Ce que nous avons choisi chez Donto

Donto est un Dental OS, le système d’exploitation du cabinet dentaire. Les données ne vivent pas sur l’ordinateur du secrétariat : elles sont sauvegardées automatiquement, hors du cabinet, et les restaurations sont testées.

Elles sont surtout chiffrées de bout en bout. Cela veut dire que les dossiers de vos patients sont chiffrés sur votre poste, avant d’être transmis, avec des clés que nous ne détenons pas. Même nous, chez Donto, ne pouvons pas les lire. Ce n’est pas un engagement moral, c’est une contrainte d’architecture : nous nous sommes techniquement interdit d’y accéder.

Pour les cabinets qui préfèrent que leurs données restent physiquement dans leurs murs, Donto fonctionne aussi en installation locale au cabinet, avec la même discipline de sauvegarde.

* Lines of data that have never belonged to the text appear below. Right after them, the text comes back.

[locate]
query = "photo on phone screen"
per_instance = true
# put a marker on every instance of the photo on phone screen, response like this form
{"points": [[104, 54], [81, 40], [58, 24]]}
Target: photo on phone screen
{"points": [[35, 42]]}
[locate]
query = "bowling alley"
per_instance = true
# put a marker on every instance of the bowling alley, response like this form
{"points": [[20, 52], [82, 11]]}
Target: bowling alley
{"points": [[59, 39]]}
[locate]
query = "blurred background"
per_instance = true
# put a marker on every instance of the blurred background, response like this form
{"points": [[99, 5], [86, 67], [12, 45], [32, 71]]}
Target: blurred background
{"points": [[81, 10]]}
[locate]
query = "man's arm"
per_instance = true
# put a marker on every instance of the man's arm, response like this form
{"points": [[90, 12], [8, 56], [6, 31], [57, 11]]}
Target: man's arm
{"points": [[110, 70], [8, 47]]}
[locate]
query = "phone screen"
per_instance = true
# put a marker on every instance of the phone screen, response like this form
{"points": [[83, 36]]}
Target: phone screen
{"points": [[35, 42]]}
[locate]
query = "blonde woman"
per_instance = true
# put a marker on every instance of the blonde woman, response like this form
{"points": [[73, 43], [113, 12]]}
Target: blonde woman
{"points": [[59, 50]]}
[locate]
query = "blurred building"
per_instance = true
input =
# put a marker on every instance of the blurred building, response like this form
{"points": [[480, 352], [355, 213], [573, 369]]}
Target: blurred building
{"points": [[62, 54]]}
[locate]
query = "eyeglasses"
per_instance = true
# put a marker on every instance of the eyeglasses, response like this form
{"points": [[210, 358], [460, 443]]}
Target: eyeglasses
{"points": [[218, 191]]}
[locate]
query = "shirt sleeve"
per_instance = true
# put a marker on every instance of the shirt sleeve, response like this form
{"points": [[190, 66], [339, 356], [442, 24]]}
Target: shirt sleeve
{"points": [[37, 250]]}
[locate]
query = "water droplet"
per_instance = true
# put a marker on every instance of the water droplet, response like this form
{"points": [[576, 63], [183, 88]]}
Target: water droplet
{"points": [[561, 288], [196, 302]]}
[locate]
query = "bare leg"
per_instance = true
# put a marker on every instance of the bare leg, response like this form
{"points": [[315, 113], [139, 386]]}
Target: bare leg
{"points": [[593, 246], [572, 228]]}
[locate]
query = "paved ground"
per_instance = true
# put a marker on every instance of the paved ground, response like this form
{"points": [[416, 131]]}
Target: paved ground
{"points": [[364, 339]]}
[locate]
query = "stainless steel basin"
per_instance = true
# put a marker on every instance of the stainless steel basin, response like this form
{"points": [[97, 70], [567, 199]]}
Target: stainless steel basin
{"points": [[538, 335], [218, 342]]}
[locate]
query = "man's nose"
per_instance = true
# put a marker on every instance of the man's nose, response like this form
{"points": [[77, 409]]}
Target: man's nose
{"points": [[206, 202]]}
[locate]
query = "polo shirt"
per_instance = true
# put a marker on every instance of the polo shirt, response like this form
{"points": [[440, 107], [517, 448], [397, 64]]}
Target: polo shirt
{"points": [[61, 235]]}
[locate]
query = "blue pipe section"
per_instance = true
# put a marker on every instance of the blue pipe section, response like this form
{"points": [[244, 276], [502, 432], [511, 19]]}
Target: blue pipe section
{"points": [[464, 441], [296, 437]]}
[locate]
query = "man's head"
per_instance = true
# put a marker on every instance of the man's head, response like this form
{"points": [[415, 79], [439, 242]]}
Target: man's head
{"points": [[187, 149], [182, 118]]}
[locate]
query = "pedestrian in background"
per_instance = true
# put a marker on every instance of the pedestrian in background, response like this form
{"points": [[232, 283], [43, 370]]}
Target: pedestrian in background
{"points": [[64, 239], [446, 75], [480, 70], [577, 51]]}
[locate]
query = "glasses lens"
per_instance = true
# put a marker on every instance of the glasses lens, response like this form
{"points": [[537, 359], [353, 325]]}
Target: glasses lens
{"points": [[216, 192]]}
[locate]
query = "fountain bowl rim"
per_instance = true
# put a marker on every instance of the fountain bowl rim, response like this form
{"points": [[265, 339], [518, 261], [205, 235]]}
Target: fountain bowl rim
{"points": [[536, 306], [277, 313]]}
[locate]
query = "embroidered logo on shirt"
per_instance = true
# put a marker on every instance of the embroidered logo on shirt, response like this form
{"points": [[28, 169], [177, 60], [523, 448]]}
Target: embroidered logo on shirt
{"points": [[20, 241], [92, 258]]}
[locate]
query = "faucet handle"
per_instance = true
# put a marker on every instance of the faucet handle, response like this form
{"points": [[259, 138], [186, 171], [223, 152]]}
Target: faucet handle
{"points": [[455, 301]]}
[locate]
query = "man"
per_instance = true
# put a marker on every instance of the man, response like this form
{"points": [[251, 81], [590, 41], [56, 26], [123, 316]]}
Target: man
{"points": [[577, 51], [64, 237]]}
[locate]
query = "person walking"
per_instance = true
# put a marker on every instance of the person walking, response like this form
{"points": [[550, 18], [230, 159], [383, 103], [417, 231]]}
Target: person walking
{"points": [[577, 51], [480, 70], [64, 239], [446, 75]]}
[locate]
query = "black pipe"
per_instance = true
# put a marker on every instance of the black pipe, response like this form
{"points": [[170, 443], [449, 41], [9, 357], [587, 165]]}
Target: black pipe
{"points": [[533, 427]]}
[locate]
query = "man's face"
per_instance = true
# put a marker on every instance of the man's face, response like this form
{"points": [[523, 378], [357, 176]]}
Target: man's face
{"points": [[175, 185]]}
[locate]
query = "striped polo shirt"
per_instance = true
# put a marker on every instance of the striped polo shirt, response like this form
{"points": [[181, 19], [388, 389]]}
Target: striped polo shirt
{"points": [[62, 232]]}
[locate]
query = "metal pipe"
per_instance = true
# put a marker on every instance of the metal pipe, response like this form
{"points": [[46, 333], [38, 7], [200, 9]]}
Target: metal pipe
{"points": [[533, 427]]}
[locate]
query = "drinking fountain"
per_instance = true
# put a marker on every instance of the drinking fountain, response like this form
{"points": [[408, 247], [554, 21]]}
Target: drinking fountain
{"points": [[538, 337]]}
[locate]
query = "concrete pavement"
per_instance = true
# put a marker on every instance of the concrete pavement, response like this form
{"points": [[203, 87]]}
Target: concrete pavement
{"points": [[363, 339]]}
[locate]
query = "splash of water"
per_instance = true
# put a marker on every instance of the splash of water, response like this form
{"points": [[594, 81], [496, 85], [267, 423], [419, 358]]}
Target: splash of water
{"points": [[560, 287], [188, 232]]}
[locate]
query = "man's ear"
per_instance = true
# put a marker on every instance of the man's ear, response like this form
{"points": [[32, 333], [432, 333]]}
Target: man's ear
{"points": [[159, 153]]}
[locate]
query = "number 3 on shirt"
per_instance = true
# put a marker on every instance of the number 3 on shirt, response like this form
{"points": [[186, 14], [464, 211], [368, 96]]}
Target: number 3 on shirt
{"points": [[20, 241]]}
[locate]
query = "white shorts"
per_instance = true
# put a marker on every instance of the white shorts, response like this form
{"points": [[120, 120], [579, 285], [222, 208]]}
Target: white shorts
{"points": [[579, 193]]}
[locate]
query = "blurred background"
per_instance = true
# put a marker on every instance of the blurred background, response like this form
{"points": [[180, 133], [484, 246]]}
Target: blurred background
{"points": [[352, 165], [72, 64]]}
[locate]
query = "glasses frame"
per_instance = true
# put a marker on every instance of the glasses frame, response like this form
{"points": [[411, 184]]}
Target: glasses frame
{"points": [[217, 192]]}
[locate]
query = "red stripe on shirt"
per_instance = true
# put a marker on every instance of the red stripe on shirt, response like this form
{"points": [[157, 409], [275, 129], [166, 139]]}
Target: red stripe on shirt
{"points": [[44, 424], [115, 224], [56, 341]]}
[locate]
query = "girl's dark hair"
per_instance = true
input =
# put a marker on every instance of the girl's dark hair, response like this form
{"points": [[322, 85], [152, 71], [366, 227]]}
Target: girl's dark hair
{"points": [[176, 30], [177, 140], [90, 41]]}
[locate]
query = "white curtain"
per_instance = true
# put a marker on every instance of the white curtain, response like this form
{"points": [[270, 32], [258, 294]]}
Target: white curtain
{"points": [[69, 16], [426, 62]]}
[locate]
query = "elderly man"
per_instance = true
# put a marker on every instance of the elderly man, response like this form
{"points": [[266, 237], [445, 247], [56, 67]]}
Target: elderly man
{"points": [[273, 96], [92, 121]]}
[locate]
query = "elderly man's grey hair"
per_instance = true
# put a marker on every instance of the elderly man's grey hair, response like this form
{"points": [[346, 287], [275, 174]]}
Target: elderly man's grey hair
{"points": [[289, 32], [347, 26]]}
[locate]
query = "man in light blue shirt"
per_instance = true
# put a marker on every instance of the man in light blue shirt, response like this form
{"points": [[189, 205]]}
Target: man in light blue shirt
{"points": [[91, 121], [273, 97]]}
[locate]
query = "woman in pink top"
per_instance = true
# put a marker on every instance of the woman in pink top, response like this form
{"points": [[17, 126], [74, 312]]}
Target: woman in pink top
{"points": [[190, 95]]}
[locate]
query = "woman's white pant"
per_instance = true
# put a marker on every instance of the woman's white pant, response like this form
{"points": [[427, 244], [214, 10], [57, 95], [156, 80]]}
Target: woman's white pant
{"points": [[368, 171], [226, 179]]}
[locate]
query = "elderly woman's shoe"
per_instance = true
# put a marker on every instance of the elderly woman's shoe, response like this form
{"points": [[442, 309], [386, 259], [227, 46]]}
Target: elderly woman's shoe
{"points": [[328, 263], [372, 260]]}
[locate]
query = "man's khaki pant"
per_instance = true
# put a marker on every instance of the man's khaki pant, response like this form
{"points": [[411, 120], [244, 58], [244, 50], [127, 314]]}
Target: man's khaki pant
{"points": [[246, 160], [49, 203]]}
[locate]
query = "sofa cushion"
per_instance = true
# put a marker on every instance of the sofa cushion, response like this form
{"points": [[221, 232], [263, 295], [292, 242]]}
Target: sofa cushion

Le test à faire demain matin

Vous n’avez pas besoin de changer de logiciel pour savoir où vous en êtes. Trois questions, dix minutes :

  1. Où est la dernière copie de ma base patients, et de quand date-t-elle exactement ? Si la réponse n’est pas une date précise, il n’y a pas de sauvegarde.
  2. Cette copie est-elle ailleurs que dans le cabinet ? Si elle est dans le tiroir du bureau, elle ne protège que de la panne de disque, pas du reste.
  3. Quelqu’un a-t-il déjà restauré cette copie sur une autre machine ? Si la réponse est non, vous ne savez pas si elle fonctionne.

Trois « oui » : votre cabinet est couvert. Un seul « non » : vous avez identifié ce sur quoi travailler cette semaine, et c’est déjà beaucoup mieux que de le découvrir un mardi matin devant un écran noir.